In a quarterly earnings announcement, The Blackstone Group (NYSE:BX) confirmed a startlingly large $16.1 billion leveraged-buyout fund, which is about 10 percent of the $159 billion total assets the firm has under management.
While the New York City, N.Y.-based company has primarily been putting cash into real estate deals and is eying the energy markets in the U.S., Blackstone has a history of making some big bets in medical technology. In 2006, Blackstone paid $11 billion to acquire Biomet, Inc. and in 2007 it bankrolled a $1.6 billion buyout of DJO Inc.
And that interest doesn’t seem to be fading. Blackstone, along with several other high profile private-equity firms, has been kicking the tires on several deals in the medical device space, culminating in the recent $6 billion buyout of Kinetic Concepts by Apax and a consortium of Canadian pension funds.
In addition to that deal, there’s some more evidence that medical device companies are looking like attractive leveraged-buyout candidates.
- In the $21.3 billion Synthes/Johnson & Johnson deal, a consortium of three private equity firms came in second to the New Brunswick, NJ-based healthcare conglomerate, offering a boat-load of cash, and forcing JNJ to up its own bid by about 7 percent.
- Recently, SeraCare Life Sciences Inc. (NSDQ:SRLS) said in regulatory filings that it was poised for a $82 million buyout by private equity firm MSMB Capital.
Does all this activity portend a mega-deal is in the works in med-tech? Perhaps not. However, if private-equity firms are looking to dig their heels into a whale of a deal like JNJ/Synthes, then that means that there’s likely as much smoke as there is fire in a hot season for M&A.
For now, the large medical device companies still have the inside track on acquiring most companies. However, even the Medtronics of the world face restrictions on how much cash they can spend on deals to boost their bottom line, despite the fact that most have been sitting on oodles of cash for years now.
And there’s also a perception gap; regulatory filings showed that Synthes ultimately went with JNJ’s offer because they couldn’t believe that private equity companies could come up with the kind of cash needed to make a $20 billion plus deal.
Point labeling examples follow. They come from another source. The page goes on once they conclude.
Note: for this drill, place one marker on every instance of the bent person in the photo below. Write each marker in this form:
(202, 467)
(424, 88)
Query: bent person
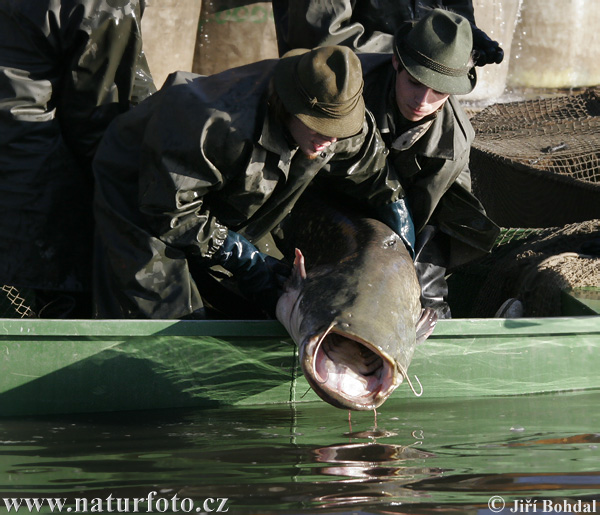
(412, 96)
(67, 69)
(202, 170)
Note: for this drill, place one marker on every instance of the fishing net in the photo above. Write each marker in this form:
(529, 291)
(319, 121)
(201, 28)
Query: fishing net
(536, 163)
(533, 266)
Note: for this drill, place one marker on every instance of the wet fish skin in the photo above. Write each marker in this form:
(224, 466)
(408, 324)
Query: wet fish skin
(352, 306)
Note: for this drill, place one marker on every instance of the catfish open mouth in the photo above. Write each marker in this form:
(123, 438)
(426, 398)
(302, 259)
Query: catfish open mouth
(347, 372)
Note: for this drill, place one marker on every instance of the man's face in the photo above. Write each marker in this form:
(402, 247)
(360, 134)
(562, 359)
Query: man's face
(311, 143)
(415, 100)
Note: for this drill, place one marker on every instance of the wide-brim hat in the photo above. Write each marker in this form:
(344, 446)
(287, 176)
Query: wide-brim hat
(323, 88)
(437, 50)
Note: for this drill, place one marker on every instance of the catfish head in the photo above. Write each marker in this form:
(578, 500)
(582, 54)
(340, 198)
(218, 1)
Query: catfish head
(354, 346)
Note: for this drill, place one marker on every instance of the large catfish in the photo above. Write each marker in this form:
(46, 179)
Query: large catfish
(352, 306)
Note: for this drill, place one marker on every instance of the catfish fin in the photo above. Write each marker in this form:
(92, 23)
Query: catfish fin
(299, 264)
(426, 324)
However, new evidence shows that this may not be the case.
A new EnY report showed that PE firms brought more than 84 companies public through IPOs over the last three months and as of the end of the second quarter there were 88 PE-backed companies registered to go public, which could raise more than $20 billion across global exchanges.
PE firms don’t seem to be as constrained by the credit crunch in the U.S., evidenced by Blackstone’s president Tony James, who told analysts on their earnings call that unlike most industries in America, “the banks have been very accommodating of credit to private equity.”
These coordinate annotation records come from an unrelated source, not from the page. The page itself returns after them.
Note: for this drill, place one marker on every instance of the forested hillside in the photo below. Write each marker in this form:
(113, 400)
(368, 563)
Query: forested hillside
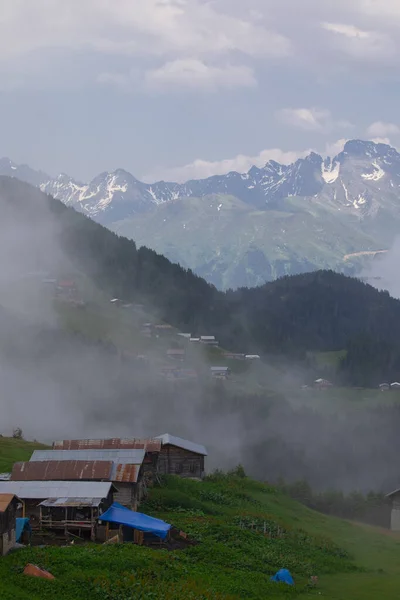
(315, 311)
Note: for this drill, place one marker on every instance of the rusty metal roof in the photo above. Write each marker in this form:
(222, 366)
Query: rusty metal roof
(56, 489)
(5, 501)
(126, 473)
(63, 470)
(123, 457)
(71, 502)
(148, 444)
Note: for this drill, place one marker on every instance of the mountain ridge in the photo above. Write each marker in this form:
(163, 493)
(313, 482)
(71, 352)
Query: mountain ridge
(331, 208)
Flush with cash and with access to credit, the re-arrival of private-equity could be very good news for small companies looking to increase their valuation. However, it’s also bad news for the big med-tech players, which have enjoyed an unprecedented period of bargain hunting since the recession hit in 2008 and don’t want anyone driving up the prices on the market. After all, would you want to call the bluff of a player with $16 billion in chips?
Then again, if private-equity is for real than perhaps those big companies might find themselves with an offer they can’t refuse, or an ante they can’t match.
And, that’s when the fun really starts.